About Me

I am an evolutionary biologist and population geneticist with a focus on rapid adaptation. I’m currently studying bacterial populations in the human gut microbiome, where evolutionary change occurs on timescales of human months and years.

Education

PhD, Ecology and Evolutionary Biology

2022 - | University of California, Los Angeles

M.S., Statistics

2021 - 2022 | The University of Chicago

B.S., Biology, minor Statistics

2017 - 2021 | The University of Chicago

Research Background


Arabidopsis thaliana flowering in a growth room at UChicago. All of my pre-PhD research involved this beautiful plant in some way :)

Development and analysis of GWAS test statistics in epistatic backgrounds (UChicago)
Mentor: Mary Sara McPeek

I helped to develop a GWAS model testing for genetic interactions between loci. This model corrects for the t-statistic and improves power by utilizing both allele fre- quency and distributions of putatively interacting SNPs. I led the analysis of this model on real-world data, capturing epistatic loci in flowering time in Arabidopsis thaliana to successfully show an inflated t-statistic and subsequent correction using our methodology.


Genetic basis of coinfection and pathogen evolution (UChicago)
Mentors: Joy Bergelson (now NYU), Andrew Gloss (now University of Georgia)

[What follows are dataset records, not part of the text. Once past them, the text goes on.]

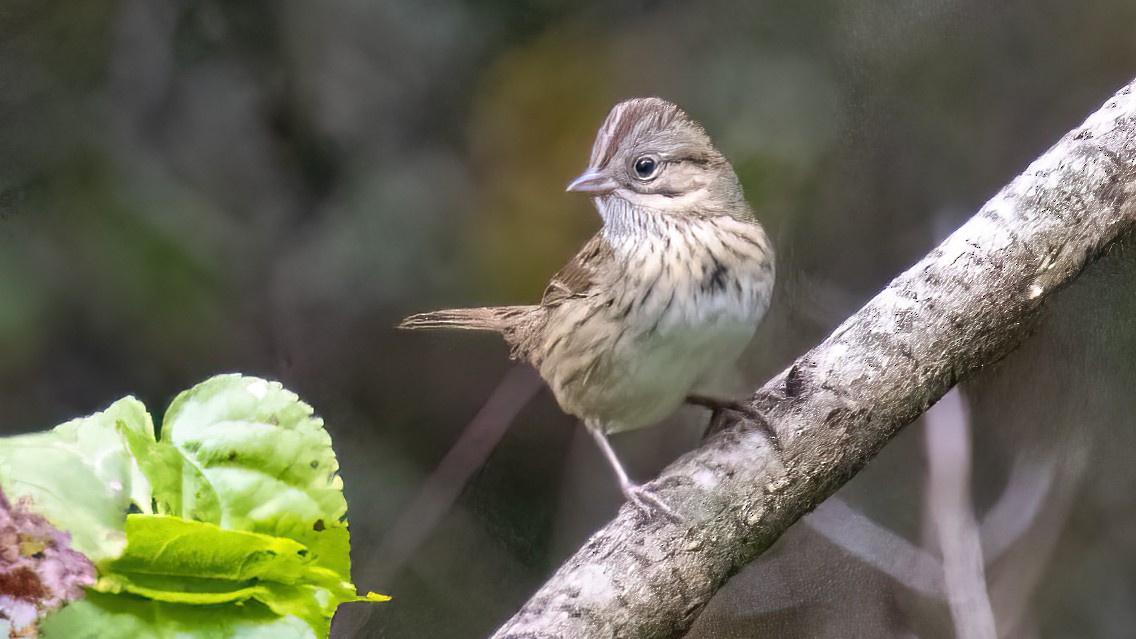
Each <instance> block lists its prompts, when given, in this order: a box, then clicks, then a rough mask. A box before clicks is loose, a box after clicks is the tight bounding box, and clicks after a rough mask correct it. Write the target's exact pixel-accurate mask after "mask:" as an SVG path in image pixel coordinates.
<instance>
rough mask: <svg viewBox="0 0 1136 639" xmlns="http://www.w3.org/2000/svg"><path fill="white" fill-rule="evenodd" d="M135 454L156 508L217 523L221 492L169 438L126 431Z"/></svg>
mask: <svg viewBox="0 0 1136 639" xmlns="http://www.w3.org/2000/svg"><path fill="white" fill-rule="evenodd" d="M123 434H124V437H125V438H126V442H127V445H130V449H131V454H132V455H134V458H135V459H137V464H139V468H141V471H142V473H143V474H145V476H147V479H149V480H150V486H151V489H152V491H153V493H152V499H153V506H154V508H153V511H154V512H157V513H159V514H162V515H175V516H181V517H184V518H187V520H197V521H204V522H217V521H219V520H220V505H219V504H218V503H217V493H216V492H214V489H212V486H211V484H210V483H209V481H208V480H206V478H204V475H203V474H201V471H200V470H199V468H198V467H197V466H195V465H194V464H192V463H190V462H189V460H187V459H186V458H185V456H184V455H183V454H182V451H181V450H178V449H177V448H176V447H174V446H173V445H172V443H169V442H166V441H160V442H159V441H154V440H153V435H152V434H151V435H150V437H149V438H148V437H145V435H144V434H142V433H137V432H134V431H131V430H124V432H123Z"/></svg>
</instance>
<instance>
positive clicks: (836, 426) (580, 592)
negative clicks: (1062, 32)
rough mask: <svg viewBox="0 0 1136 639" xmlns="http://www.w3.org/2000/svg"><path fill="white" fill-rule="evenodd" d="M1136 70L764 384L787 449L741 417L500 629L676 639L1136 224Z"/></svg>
mask: <svg viewBox="0 0 1136 639" xmlns="http://www.w3.org/2000/svg"><path fill="white" fill-rule="evenodd" d="M1134 89H1136V81H1134V82H1133V83H1130V84H1129V85H1128V86H1126V88H1124V89H1122V90H1121V91H1120V92H1119V93H1117V94H1116V96H1114V97H1113V98H1112V99H1111V100H1109V102H1108V103H1105V105H1104V106H1103V107H1102V108H1101V109H1100V110H1099V111H1096V113H1095V114H1093V115H1092V116H1091V117H1089V118H1088V119H1087V121H1086V122H1085V123H1084V124H1083V125H1081V126H1080V127H1078V128H1077V130H1075V131H1072V132H1070V133H1069V134H1067V135H1066V136H1064V138H1062V139H1061V140H1060V141H1059V142H1058V143H1056V144H1054V146H1053V148H1051V149H1050V150H1049V151H1046V152H1045V155H1043V156H1042V157H1041V158H1038V159H1037V160H1036V161H1034V163H1033V164H1031V165H1030V166H1029V167H1028V168H1027V169H1026V171H1025V173H1022V174H1021V175H1020V176H1018V177H1017V179H1014V181H1013V182H1011V183H1010V184H1009V185H1008V186H1005V188H1004V189H1003V190H1002V191H1001V192H999V193H997V194H996V196H994V198H993V199H991V200H989V201H988V202H986V205H985V206H984V207H983V208H982V210H979V211H978V214H977V215H975V216H974V217H972V218H971V219H970V221H969V222H967V224H964V225H963V226H962V227H961V229H959V230H958V231H957V232H955V233H954V234H952V235H951V236H950V238H947V239H946V240H945V241H944V242H943V243H942V244H939V247H938V248H936V249H935V250H933V251H932V252H930V254H929V255H927V257H925V258H924V259H921V260H920V262H919V263H918V264H916V265H914V266H912V267H911V268H909V269H908V271H907V272H905V273H903V274H901V275H900V276H899V277H896V279H895V280H894V281H893V282H892V283H891V284H889V285H888V287H887V288H886V289H884V290H883V291H882V292H880V293H879V294H878V296H876V297H875V298H874V299H872V300H871V301H869V302H868V304H867V305H866V306H864V307H863V308H862V309H860V310H859V312H858V313H857V314H855V315H853V316H852V317H850V318H849V320H847V321H846V322H844V324H842V325H841V326H840V327H838V329H836V331H835V332H834V333H833V334H832V335H829V337H828V339H826V340H825V341H824V342H822V343H821V345H820V346H818V347H816V348H813V349H812V350H811V351H809V352H808V354H805V355H804V356H802V357H801V358H800V359H797V360H796V362H795V363H794V364H793V365H792V366H791V367H790V368H788V370H786V371H785V372H783V373H782V374H780V375H778V376H777V377H775V379H774V380H771V381H770V382H769V383H767V384H766V385H765V387H763V388H762V389H759V390H758V392H757V393H755V396H754V398H753V400H752V405H753V406H754V407H755V408H758V409H759V410H761V413H762V414H763V415H766V418H767V420H768V422H769V423H770V424H771V425H772V426H774V428H775V429H776V431H777V432H778V433H779V439H780V443H782V448H783V451H782V454H779V455H778V454H777V453H776V451H775V450H774V449H772V448H771V447H770V446H769V442H768V441H767V439H766V438H765V437H763V434H762V431H761V429H759V428H757V426H755V425H754V424H752V423H747V422H744V421H742V422H738V423H735V424H730V425H729V426H728V428H727V429H725V430H724V431H722V432H720V433H718V434H717V435H715V437H712V438H710V439H709V440H707V441H705V443H704V445H703V446H702V447H701V448H699V449H698V450H694V451H692V453H690V454H687V455H685V456H684V457H682V458H680V459H679V460H677V462H676V463H674V464H671V465H670V466H669V467H668V468H667V470H665V471H663V472H662V474H661V475H660V476H659V478H658V479H657V480H655V481H654V482H652V483H651V488H652V489H653V490H654V491H655V492H657V493H658V495H659V497H660V498H661V499H662V500H663V501H666V503H667V504H668V505H670V506H671V508H674V511H675V512H676V513H677V514H678V515H679V521H680V522H682V523H676V522H673V521H670V520H669V518H667V517H648V516H644V515H643V514H642V513H641V512H640V511H638V509H636V508H633V507H628V506H626V505H625V506H624V508H623V509H621V511H620V512H619V515H618V516H617V517H616V518H615V520H613V521H612V522H611V523H609V524H608V525H607V526H605V528H603V529H602V530H600V531H599V532H596V533H595V534H594V536H593V537H592V538H591V539H590V540H588V541H587V543H585V545H584V547H583V548H580V549H579V550H578V551H577V553H576V555H575V556H573V557H571V558H569V559H568V561H567V562H566V563H565V564H563V565H562V566H561V567H560V570H559V571H557V573H556V575H553V576H552V579H551V580H550V581H549V582H548V583H545V584H544V587H543V588H541V590H540V591H537V592H536V595H534V596H533V598H532V599H531V600H529V601H528V603H527V604H526V605H525V606H524V607H523V608H521V609H520V612H518V613H517V614H516V616H513V617H512V619H511V620H509V621H508V622H507V623H506V624H504V625H503V626H502V628H501V629H500V630H499V631H498V632H496V634H495V636H494V637H496V638H500V639H504V638H521V637H524V638H529V639H531V638H536V637H549V638H577V637H579V638H583V637H587V638H603V637H620V638H630V637H653V638H665V637H680V636H682V634H684V633H685V631H686V630H687V629H688V628H690V626H691V623H692V622H693V621H694V619H695V617H696V616H698V615H699V613H700V612H701V611H702V608H703V607H704V606H705V605H707V603H708V601H709V600H710V597H711V596H712V595H713V594H715V591H716V590H718V588H720V587H721V586H722V584H724V583H725V582H726V580H728V579H729V578H730V576H732V575H733V574H735V573H736V572H737V571H738V570H741V569H742V566H744V565H745V564H747V563H749V562H751V561H753V559H754V558H755V557H757V556H758V555H760V554H761V553H762V551H763V550H765V549H766V548H768V547H769V546H771V545H772V543H774V541H775V540H776V539H777V538H778V537H779V536H780V534H782V533H783V532H785V530H786V529H787V528H788V526H790V525H792V524H793V522H795V521H796V520H799V518H801V517H802V516H803V515H804V514H807V513H808V512H809V511H811V509H812V508H813V507H815V506H816V505H817V504H818V503H820V501H821V500H822V499H825V498H826V497H828V496H829V495H832V493H833V492H834V491H835V490H836V489H837V488H840V487H841V486H842V484H843V483H844V482H846V481H847V480H849V479H850V478H852V476H853V475H854V474H855V473H857V472H859V471H860V470H861V468H862V467H863V466H864V465H866V464H867V463H868V462H869V460H870V459H871V458H872V457H874V456H875V455H876V454H877V453H878V451H879V450H880V449H882V448H883V447H884V445H885V443H887V441H888V440H891V439H892V438H893V437H894V435H895V434H896V433H897V432H899V431H900V429H902V428H903V426H904V425H907V424H909V423H910V422H912V421H913V420H914V418H916V417H918V416H919V415H920V414H922V413H924V412H925V410H927V408H928V407H929V406H930V405H932V404H934V403H935V401H936V400H938V398H941V397H943V395H944V393H945V392H946V391H947V390H950V389H951V388H952V387H953V385H954V384H955V383H958V382H959V381H960V380H962V379H964V377H967V376H969V375H970V374H972V373H975V372H976V371H978V370H979V368H982V367H983V366H987V365H989V364H992V363H994V362H996V360H999V359H1001V358H1002V357H1004V356H1005V355H1006V354H1008V352H1010V351H1011V350H1012V349H1013V348H1014V347H1016V346H1017V345H1018V343H1019V342H1020V341H1021V340H1022V339H1024V338H1025V337H1026V335H1027V333H1028V332H1029V330H1030V327H1031V326H1033V325H1034V322H1035V320H1036V317H1037V315H1038V312H1039V309H1041V307H1042V305H1043V304H1044V302H1045V300H1047V299H1049V298H1050V297H1051V296H1053V294H1054V293H1055V292H1056V291H1058V290H1059V289H1060V288H1062V287H1063V285H1066V284H1068V283H1069V282H1070V281H1072V280H1074V279H1075V277H1076V276H1077V274H1078V273H1080V271H1081V269H1083V268H1084V267H1085V266H1086V264H1087V263H1089V262H1091V260H1093V259H1095V258H1097V257H1099V256H1101V255H1102V254H1103V251H1104V250H1105V247H1108V246H1109V244H1110V243H1111V242H1112V241H1113V240H1116V239H1117V238H1118V236H1119V235H1120V234H1121V233H1125V232H1128V231H1130V230H1131V229H1133V227H1134V226H1136V183H1134V177H1136V91H1134Z"/></svg>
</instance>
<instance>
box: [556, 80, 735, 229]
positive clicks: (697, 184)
mask: <svg viewBox="0 0 1136 639" xmlns="http://www.w3.org/2000/svg"><path fill="white" fill-rule="evenodd" d="M568 190H569V191H577V192H584V193H588V194H592V196H593V197H595V198H596V200H598V201H596V205H598V206H599V207H600V210H601V213H603V210H604V208H605V206H611V205H618V204H627V205H630V206H633V207H636V208H646V209H651V210H654V211H659V213H666V211H671V213H691V214H696V213H704V214H721V213H728V214H744V215H749V213H750V210H749V207H747V206H746V205H745V200H744V198H743V196H742V189H741V186H740V185H738V182H737V177H736V176H735V175H734V169H733V168H732V167H730V166H729V163H728V161H726V158H724V157H722V156H721V153H719V152H718V150H717V149H716V148H715V147H713V143H712V142H711V141H710V136H709V135H707V132H705V130H703V128H702V126H701V125H699V124H698V123H696V122H694V121H693V119H691V118H690V116H687V115H686V114H685V113H683V110H682V109H679V108H678V107H676V106H675V105H673V103H670V102H668V101H666V100H662V99H660V98H636V99H634V100H626V101H624V102H619V103H618V105H616V106H615V107H613V108H612V109H611V113H610V114H608V118H607V119H605V121H604V122H603V126H601V127H600V132H599V133H598V134H596V138H595V143H594V144H593V146H592V159H591V163H590V164H588V168H587V171H585V172H584V174H583V175H580V176H579V177H577V179H576V180H575V181H574V182H573V183H571V184H569V185H568ZM612 198H613V199H616V200H621V202H611V201H610V200H611V199H612Z"/></svg>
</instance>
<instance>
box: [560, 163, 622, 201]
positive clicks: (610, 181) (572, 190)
mask: <svg viewBox="0 0 1136 639" xmlns="http://www.w3.org/2000/svg"><path fill="white" fill-rule="evenodd" d="M567 190H568V191H573V192H576V193H592V194H593V196H602V194H603V193H610V192H611V191H615V190H616V181H615V180H612V179H610V177H608V176H607V175H604V174H603V173H601V172H600V171H596V169H594V168H588V169H587V171H585V172H584V173H582V174H580V176H579V177H577V179H575V180H573V181H571V184H568V189H567Z"/></svg>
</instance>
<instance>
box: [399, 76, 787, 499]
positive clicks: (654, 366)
mask: <svg viewBox="0 0 1136 639" xmlns="http://www.w3.org/2000/svg"><path fill="white" fill-rule="evenodd" d="M567 190H568V191H569V192H575V193H583V194H586V196H588V197H591V198H592V201H593V204H594V206H595V209H596V210H598V211H599V214H600V218H601V219H602V226H601V229H600V230H599V232H598V233H596V234H595V235H594V236H592V238H591V239H590V240H587V241H586V242H585V243H584V246H583V247H582V248H580V249H579V251H578V252H577V254H576V255H575V257H573V258H571V260H570V262H568V264H567V265H566V266H565V267H563V268H561V269H560V271H559V272H558V273H557V274H556V275H553V276H552V279H551V281H550V282H549V285H548V288H546V289H545V290H544V293H543V296H542V297H541V300H540V302H538V304H533V305H519V306H487V307H478V308H453V309H445V310H434V312H429V313H420V314H416V315H411V316H409V317H407V318H404V320H403V321H402V322H401V323H400V324H399V327H401V329H409V330H418V329H462V330H475V331H491V332H495V333H500V334H501V335H502V337H503V338H504V341H506V342H507V343H508V345H509V347H510V356H511V357H512V358H513V359H519V360H524V362H528V363H529V364H532V365H533V367H535V368H536V371H537V372H538V373H540V375H541V377H542V379H543V380H544V381H545V383H546V384H548V387H549V388H550V389H551V391H552V395H553V396H554V397H556V399H557V401H558V404H559V405H560V408H561V409H562V410H563V412H566V413H568V414H570V415H574V416H576V417H578V418H579V420H580V421H582V422H583V424H584V426H585V428H586V429H587V431H588V432H590V433H591V435H592V437H593V438H594V439H595V442H596V445H598V446H599V448H600V450H601V451H602V454H603V456H604V457H605V458H607V460H608V462H609V464H610V465H611V467H612V471H613V472H615V474H616V478H617V479H618V481H619V487H620V490H621V491H623V495H624V496H625V498H626V499H627V500H628V501H630V503H633V504H635V505H637V506H640V507H641V508H643V509H646V511H650V509H652V508H657V509H661V511H662V512H663V513H668V514H669V513H670V509H669V508H668V507H667V506H666V505H665V504H663V503H662V501H661V500H660V499H659V498H658V497H657V496H655V495H653V493H652V492H650V491H649V490H648V489H646V488H644V487H643V486H640V484H637V483H635V482H633V481H632V480H630V478H629V476H628V474H627V472H626V471H625V468H624V466H623V464H621V463H620V462H619V458H618V456H617V455H616V451H615V450H613V448H612V447H611V443H610V442H609V440H608V435H610V434H613V433H620V432H625V431H630V430H635V429H641V428H645V426H650V425H652V424H655V423H658V422H660V421H662V420H665V418H666V417H668V416H669V415H670V414H673V413H674V412H675V410H677V409H678V408H679V406H682V405H683V404H695V405H699V406H704V407H708V408H712V409H715V410H716V412H718V410H721V409H740V407H741V404H740V403H736V401H730V400H728V399H720V398H715V397H711V396H705V395H700V392H701V391H702V389H701V387H702V384H704V383H705V380H707V377H708V374H709V373H711V371H713V370H716V368H720V367H722V366H728V365H730V364H732V363H733V362H734V360H736V359H737V358H738V357H740V355H741V354H742V351H743V349H745V347H746V346H747V345H749V342H750V341H751V340H752V338H753V335H754V333H755V331H757V327H758V325H759V324H760V322H761V320H762V317H763V316H765V315H766V312H767V310H768V309H769V305H770V301H771V298H772V291H774V282H775V275H776V265H775V255H774V249H772V246H771V243H770V240H769V236H768V235H767V233H766V231H765V229H763V227H762V225H761V224H760V223H759V222H758V219H757V218H755V217H754V214H753V210H752V209H751V207H750V205H749V204H747V202H746V200H745V197H744V193H743V191H742V186H741V183H740V182H738V179H737V175H736V174H735V173H734V168H733V166H732V165H730V164H729V161H728V160H727V159H726V158H725V156H722V153H721V152H719V151H718V149H717V148H716V147H715V144H713V143H712V141H711V140H710V136H709V134H708V133H707V132H705V130H704V128H703V127H702V126H701V125H700V124H699V123H696V122H695V121H694V119H692V118H691V117H690V116H688V115H686V113H685V111H683V110H682V109H679V108H678V107H677V106H675V105H674V103H671V102H669V101H667V100H663V99H661V98H636V99H630V100H625V101H621V102H619V103H617V105H616V106H615V107H612V109H611V111H610V113H609V114H608V116H607V118H605V119H604V122H603V124H602V125H601V126H600V130H599V132H598V133H596V138H595V142H594V143H593V146H592V153H591V159H590V161H588V165H587V168H586V169H585V171H584V172H583V174H580V175H579V176H578V177H576V179H575V180H574V181H571V183H569V184H568V188H567ZM742 409H744V408H742ZM765 428H767V429H768V425H765ZM767 432H768V431H767Z"/></svg>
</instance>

I helped to lead a multiyear project searching for the genetic basis of synergistic and competitive interactions between different strains of a bacterial pathogen (Pseudomonas viridiflava) during coinfection of host plant (Arabidopsis thaliana). I designed and implemented a novel, high-throughput method for tracking the abundance of coinfecting bacterial strains within experimentally infected plants, which relied on transforming these strains to produce a light-emitting enzyme (luciferase). I then implemented novel GWAS methodology to identify bacterial genes shaping these coinfection outcomes, and conducted subsequent evolutionary analyses on these hits.


Population structure and relatedness between two Arabidopsis mapping populations (NYU)
Mentors: Joy Bergelson, Andrew Gloss (now University of Georgia)

Contributed to the Gloss et al. paper (https://doi.org/10.1098/rstb.2020.0512) with population genomic analyses and comparisons of genetic diversity between a French population and global population of Arabidopsis thaliana to demonstrate how the geographic breadth of mapping panels in GWAS influences population structure and can mask important but subtle epistatic effects.